Simplifying antibody conjugation processes

Thursday, 10 September, 2009 | Supplied by:

While almost all antibody-based detection techniques require a label of some description which confers measurability, the vast majority of commercially available antibodies are not labelled.

By covalently attaching the label directly to the primary antibody it is possible to overcome the difficulties of using an indirect detection method and secondary antibody, thus reducing the complexity of immunoassays.

Innova Biosciences has developed a conjugation technology called Lightning-Link that eliminates almost all of the steps employed in a traditional conjugation process.
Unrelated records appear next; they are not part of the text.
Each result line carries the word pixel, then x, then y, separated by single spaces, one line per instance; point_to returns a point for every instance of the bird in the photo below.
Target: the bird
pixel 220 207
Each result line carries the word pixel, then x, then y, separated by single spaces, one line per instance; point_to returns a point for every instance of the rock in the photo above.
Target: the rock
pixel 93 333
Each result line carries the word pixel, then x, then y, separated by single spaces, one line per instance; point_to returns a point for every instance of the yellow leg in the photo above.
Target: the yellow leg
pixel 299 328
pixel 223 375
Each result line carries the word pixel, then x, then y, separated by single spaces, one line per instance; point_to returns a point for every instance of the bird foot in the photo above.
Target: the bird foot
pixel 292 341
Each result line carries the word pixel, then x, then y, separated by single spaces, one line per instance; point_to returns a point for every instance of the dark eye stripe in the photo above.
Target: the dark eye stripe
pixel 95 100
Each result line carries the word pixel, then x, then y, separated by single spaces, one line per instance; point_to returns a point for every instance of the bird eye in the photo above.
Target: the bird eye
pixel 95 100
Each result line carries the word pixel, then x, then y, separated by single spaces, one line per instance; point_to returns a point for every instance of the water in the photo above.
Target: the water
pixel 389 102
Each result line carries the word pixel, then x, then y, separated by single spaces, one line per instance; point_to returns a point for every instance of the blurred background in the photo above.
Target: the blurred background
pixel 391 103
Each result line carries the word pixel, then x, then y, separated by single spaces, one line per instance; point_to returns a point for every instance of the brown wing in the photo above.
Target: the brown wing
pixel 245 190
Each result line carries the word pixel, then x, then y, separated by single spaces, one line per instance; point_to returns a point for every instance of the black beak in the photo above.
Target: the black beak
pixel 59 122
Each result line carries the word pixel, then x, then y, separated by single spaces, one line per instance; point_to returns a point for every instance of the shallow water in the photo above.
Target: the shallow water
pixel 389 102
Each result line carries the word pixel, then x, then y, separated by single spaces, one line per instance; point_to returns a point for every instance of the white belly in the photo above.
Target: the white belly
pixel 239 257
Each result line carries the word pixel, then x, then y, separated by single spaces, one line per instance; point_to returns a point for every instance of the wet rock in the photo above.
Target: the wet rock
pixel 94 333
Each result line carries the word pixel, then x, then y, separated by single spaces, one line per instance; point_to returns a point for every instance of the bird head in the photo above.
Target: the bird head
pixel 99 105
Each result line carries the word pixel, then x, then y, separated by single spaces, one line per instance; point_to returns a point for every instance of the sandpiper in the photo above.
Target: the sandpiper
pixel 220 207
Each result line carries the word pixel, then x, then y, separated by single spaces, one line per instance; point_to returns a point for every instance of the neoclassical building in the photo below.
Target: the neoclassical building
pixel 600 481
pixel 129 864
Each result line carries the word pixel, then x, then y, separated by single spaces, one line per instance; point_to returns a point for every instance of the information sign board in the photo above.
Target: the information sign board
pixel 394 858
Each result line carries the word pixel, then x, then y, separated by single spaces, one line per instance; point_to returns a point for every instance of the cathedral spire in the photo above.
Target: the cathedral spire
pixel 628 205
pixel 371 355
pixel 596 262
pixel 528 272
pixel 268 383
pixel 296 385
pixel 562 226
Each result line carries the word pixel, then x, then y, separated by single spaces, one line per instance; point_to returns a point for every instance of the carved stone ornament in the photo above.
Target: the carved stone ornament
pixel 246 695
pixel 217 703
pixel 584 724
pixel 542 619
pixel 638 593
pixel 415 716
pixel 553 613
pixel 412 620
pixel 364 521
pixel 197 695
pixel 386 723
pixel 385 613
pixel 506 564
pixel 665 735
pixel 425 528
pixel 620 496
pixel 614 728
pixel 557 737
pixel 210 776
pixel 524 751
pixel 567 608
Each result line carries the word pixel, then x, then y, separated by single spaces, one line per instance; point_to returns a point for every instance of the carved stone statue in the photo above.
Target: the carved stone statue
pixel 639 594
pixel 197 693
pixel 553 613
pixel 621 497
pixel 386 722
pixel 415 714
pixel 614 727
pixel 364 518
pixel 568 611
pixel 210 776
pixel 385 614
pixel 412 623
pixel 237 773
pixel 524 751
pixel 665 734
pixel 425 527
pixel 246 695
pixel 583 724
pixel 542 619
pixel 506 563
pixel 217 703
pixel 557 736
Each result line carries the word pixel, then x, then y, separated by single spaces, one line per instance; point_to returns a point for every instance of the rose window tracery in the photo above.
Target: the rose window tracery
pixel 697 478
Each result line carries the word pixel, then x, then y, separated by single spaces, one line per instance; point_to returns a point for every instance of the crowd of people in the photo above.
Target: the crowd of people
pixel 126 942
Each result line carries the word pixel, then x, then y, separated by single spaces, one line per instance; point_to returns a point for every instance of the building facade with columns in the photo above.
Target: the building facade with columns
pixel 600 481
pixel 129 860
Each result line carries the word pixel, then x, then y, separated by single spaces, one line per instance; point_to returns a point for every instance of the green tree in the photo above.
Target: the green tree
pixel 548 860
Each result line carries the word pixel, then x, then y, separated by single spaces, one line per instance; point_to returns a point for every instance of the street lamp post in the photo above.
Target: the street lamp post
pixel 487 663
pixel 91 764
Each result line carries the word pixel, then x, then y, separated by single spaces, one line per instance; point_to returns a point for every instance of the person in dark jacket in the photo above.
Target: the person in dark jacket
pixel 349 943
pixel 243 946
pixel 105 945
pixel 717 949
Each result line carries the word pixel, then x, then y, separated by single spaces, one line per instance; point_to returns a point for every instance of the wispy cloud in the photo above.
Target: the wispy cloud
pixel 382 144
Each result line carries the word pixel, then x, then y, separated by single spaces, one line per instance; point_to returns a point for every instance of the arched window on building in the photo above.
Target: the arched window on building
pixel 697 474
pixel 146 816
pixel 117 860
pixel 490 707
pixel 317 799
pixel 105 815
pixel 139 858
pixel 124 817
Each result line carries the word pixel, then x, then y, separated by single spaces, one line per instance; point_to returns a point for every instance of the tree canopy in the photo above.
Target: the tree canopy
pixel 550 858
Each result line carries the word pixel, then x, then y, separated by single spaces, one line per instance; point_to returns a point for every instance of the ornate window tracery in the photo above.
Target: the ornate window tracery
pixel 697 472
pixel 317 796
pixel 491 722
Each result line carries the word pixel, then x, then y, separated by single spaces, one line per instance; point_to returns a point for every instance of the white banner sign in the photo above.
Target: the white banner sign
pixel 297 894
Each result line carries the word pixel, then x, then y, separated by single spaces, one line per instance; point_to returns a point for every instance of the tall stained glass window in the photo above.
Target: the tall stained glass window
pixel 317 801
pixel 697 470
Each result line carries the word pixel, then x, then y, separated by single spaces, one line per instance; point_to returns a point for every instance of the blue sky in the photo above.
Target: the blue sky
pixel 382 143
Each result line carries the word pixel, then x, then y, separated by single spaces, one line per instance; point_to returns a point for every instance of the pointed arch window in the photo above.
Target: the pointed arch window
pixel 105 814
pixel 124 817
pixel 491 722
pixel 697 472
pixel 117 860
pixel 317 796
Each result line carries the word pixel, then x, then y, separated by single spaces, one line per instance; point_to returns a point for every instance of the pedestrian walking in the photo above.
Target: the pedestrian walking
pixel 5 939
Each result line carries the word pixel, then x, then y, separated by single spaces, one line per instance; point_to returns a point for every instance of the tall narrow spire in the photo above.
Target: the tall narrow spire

The elimination of column separations from Innova’s process has probably had the greatest impact. Issues that have beset traditional conjugation procedures - losses of material, sample dilution, batch-to-batch variation and difficulties in scaling up - have now been removed. The approach is also tolerant of sodium azide and BSA.

The labels presently available in the one-step Lightning-Link format include enzymes (horseradish peroxidase, glucose oxidase and alkaline phosphatase), fluorescent proteins (phycoerythrin, allophycocyanin, PerCP), streptavidin, biotin and fluorescent dyes that cover the entire visible spectrum.

Recently oligonucleotides have also been integrated into the Lightning-Link format, allowing the development of reagents for use in ultra-sensitive immuno-PCR diagnostics tests.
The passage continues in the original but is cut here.